I am trying to find the integral of:
$$\int \frac{dx}{x\sqrt{x-1}}$$
if I do this $u$-sub:
$u = \sqrt{x-1}$ and $u^2 = x-1$ and $x = u^2 + 1$ and $\frac{dx}{du} = 2u$ and $dx = 2udu$
Then I get:
$$\int \frac{2udu}{(u^2+1)u}$$
if I do a partial fraction of this I wind up stuck and I wonder why:
$$\frac{2udu}{(u^2+1)u} = \frac{A}{u} + \frac{Bu + C}{u^2+1}$$
$$2u = Au^2 + A + Bu^2 + Cu$$
$$2u = u^2(A+B) + Cu + A$$
$$C = 2$$
$$A=0$$ $$B=0$$
But that doesn't seem right because then I'd get $\frac{2}{u^2+1}$ which is not equal to the original fraction.
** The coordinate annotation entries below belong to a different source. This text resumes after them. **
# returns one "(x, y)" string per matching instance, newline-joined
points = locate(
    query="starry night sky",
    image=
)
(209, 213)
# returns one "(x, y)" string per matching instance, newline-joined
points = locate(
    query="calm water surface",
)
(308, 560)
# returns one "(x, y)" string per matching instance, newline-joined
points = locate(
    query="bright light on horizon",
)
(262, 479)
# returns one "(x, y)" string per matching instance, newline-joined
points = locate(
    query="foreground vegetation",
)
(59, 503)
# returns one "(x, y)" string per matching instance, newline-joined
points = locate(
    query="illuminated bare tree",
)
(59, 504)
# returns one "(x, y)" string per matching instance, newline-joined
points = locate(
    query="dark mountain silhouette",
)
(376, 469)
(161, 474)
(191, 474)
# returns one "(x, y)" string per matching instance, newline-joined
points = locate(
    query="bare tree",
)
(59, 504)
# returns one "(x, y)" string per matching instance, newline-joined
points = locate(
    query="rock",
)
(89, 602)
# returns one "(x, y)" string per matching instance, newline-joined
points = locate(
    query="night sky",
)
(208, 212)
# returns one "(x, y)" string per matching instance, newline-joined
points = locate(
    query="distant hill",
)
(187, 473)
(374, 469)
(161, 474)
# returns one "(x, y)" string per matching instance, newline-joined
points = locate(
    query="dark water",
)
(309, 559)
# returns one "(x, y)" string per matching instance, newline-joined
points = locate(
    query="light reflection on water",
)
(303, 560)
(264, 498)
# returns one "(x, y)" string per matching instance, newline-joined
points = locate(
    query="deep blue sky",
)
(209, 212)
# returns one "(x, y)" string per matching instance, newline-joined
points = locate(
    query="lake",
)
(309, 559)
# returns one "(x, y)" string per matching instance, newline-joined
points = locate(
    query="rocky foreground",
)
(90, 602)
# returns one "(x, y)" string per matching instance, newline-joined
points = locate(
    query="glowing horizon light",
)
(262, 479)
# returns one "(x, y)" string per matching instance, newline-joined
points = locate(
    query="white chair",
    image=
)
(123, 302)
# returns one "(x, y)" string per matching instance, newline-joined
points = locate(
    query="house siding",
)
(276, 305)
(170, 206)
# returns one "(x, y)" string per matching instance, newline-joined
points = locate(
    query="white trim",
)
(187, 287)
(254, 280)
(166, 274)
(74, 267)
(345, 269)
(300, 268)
But if I do some cancelling:
$$\frac{2udu}{(u^2+1)u} = \frac{2}{u^2+1} = 2 \frac{1}{u^2 + 1}$$
So then:
$$\int \frac{2udu}{(u^2+1)u}$$
$$2 \int \frac{1}{u^2 + 1} du$$
$$ = 2\arctan(u)$$
$$2\arctan(\sqrt{x-1}) + C$$
Does not simplifying ruin partial fractions?
EDIT
ohhhhhh I get it. It's the same thing! Reduced or using partial fractions, I wind up with $\int \frac{2}{u^2+1}$. Is that right?$